An Experimental Study of Homogeneous Nucleation of Supersaturated Antimony Vapor: Determination of the Surface Tension of a Critical Nucleus

Homogeneous nucleation of supersaturated antimony vapor has been studied in a laminar-flow chamber with the use of transmission electron microscopy, diffusion spectrometer of aerosols, supersaturation cutoff, laser light scattering, and other methods. Surface tension σ_s of a critical nucleus and radius R_s of its surface of tension have been determined from the experimentally measured temperature field by numerical simulation of the processes occurring in the chamber. The calculation results are in good agreement with the measured profile of a deposit on chamber walls, the average size and concentration of formed aggregates, the average size of primary particles, and their number in an aggregate.
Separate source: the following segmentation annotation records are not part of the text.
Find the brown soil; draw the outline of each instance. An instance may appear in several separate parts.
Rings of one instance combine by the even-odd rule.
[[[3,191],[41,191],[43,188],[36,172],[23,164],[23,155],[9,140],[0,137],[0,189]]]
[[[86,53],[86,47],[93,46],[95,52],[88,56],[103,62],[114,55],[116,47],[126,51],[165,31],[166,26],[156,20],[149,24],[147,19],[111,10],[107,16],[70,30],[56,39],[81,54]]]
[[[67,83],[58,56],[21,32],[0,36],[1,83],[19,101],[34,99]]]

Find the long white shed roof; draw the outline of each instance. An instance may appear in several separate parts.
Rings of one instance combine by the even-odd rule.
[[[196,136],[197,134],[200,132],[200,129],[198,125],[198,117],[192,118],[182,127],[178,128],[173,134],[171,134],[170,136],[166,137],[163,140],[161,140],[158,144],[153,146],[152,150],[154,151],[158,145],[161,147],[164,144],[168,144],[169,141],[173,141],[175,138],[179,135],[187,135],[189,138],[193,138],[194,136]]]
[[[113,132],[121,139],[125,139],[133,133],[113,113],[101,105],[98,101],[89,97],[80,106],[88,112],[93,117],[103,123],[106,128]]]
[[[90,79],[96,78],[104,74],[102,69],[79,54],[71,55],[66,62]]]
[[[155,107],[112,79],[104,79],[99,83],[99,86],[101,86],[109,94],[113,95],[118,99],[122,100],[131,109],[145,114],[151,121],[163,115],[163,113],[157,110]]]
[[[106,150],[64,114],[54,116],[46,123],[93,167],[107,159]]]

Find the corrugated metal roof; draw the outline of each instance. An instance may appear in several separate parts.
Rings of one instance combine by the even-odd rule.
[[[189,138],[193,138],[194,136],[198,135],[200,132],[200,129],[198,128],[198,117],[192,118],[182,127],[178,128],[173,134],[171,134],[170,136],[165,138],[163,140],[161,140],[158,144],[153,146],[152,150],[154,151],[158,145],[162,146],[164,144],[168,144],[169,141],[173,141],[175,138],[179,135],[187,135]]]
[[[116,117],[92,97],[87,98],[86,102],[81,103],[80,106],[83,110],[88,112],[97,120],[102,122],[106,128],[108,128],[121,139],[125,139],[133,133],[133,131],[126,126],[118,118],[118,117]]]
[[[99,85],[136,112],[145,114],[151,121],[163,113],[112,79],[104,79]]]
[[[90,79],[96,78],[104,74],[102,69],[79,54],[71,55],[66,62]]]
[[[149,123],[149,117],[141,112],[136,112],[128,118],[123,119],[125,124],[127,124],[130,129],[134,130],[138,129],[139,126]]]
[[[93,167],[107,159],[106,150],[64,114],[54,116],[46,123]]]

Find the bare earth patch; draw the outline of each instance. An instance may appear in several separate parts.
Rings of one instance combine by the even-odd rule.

Equivalent volume V_eq = 0.87 cm³ of the zone of intense nucleation, average nucleation rate I = 5 × 10¹⁰ cm⁻³ s⁻¹, average supersaturation S₄ = 3.2 × 10⁶, average temperature T = 421 K in this zone, and radius R_s = 0.63 nm and surface tension σ_s = 220 mN/m of critical nuclei formed in this zone have been calculated. The surface tension of antimony nuclei has appeared to be lower than the surface tension of its planar surface by 46%. In our previous works, it was found that the surface tension of critical bismuth nuclei was, on the contrary, markedly higher than that of its planar surface. Different signs of the deviation from the surface tension of a planar surface have, for the first time, been observed for elements of the same group.